In fiscal 2013, that amounts to more than $5 billion. Jerry Stermer, Quinn’s budget director, said that if you add payments for debt Illinois issued for past pension contributions, the total is greater than annual state aid to education.
The monster is growing. A report by the Civic Federation, a fiscal watchdog, found that state pension payments were about 7.5 percent of the state’s general revenue fund in fiscal 2002. Currently, it’s about 15 percent and projections show it increasing during this decade to 27 percent.
Anybody with a political sense will ask, why the emergency session? Won’t the crisis be around in the same form after the November election?
It will, but the risk in the meantime is that agencies that rate the state’s bonds will downgrade them, forcing taxpayers to pay a higher interest rate and knocking the budget more out of whack. John Sinsheimer, director of capital markets in the Quinn administration, said he worries that one agency, Standard & Poor’s, could hand the state a “double downgrade,” cutting its rating by two levels. S&P has threatened a ratings cut this year.
A double downgrade could take state bonds out of the top-rated “A” level that signifies investment grade. “It’s a long time until November. The state has a lot of debt to issue between now and then,” said Laurence Msall, president of the Civic Federation.
What are the proposals on the table?
Quinn has one that aims to make the pensions 100 percent funded by 2042. Current projections are for 90 percent funding by 2045, but that assumes ongoing growth in state contributions.
The governor wants to raise employee contributions by 3 percent, reduce cost-of-living adjustments and phase in a higher retirement age. And he wants to transfer the cost of pensions for suburban and Downstate teachers to local districts.
Republicans have called the plan an unconscionable shift of a cost to local property taxpayers and pronounced the plan dead.
Senate President John Cullerton (D-Chicago) has backed a limited plan dealing with only two state pension funds, and only one of the three that have the lion’s share of the assets. It would give retirees a choice of continuing to get free health insurance, itself another state debt issue, or taking a maximum 3 percent cost-of-living increase each year.
Supporters agree that the bill is barely a half-measure, but might be the only legislation that’s doable before November. Detractors say it’s ineffective and that state worker unions will sue over it, creating a court fight that would further set back pension reform.
The Cullerton bill could come to a vote, although House Minority Leader Tom Cross (R-Oswego) has branded it “nibbling around the edges” and has said he’ll vote only for comprehensive reform.

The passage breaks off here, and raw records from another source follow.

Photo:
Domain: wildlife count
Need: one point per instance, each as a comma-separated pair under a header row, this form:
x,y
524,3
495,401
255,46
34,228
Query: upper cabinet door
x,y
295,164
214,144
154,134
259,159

Democrats are nervous about angering their base in public-sector unions. Republicans, sources said, are feeling pressure from their fund-raisers to avoid helping Democrats claim any progress on pensions.
Both sides would rather voters not bestir themselves over an $83 billion gap. During this fall’s campaign stops, legislators don’t want questions about their three choices for closing it: reneging on promises to retirees, raising revenue or cutting spending on other government services.
So don’t give a second thought to billion-dollar numbers and bond ratings.
The politicians are counting on you.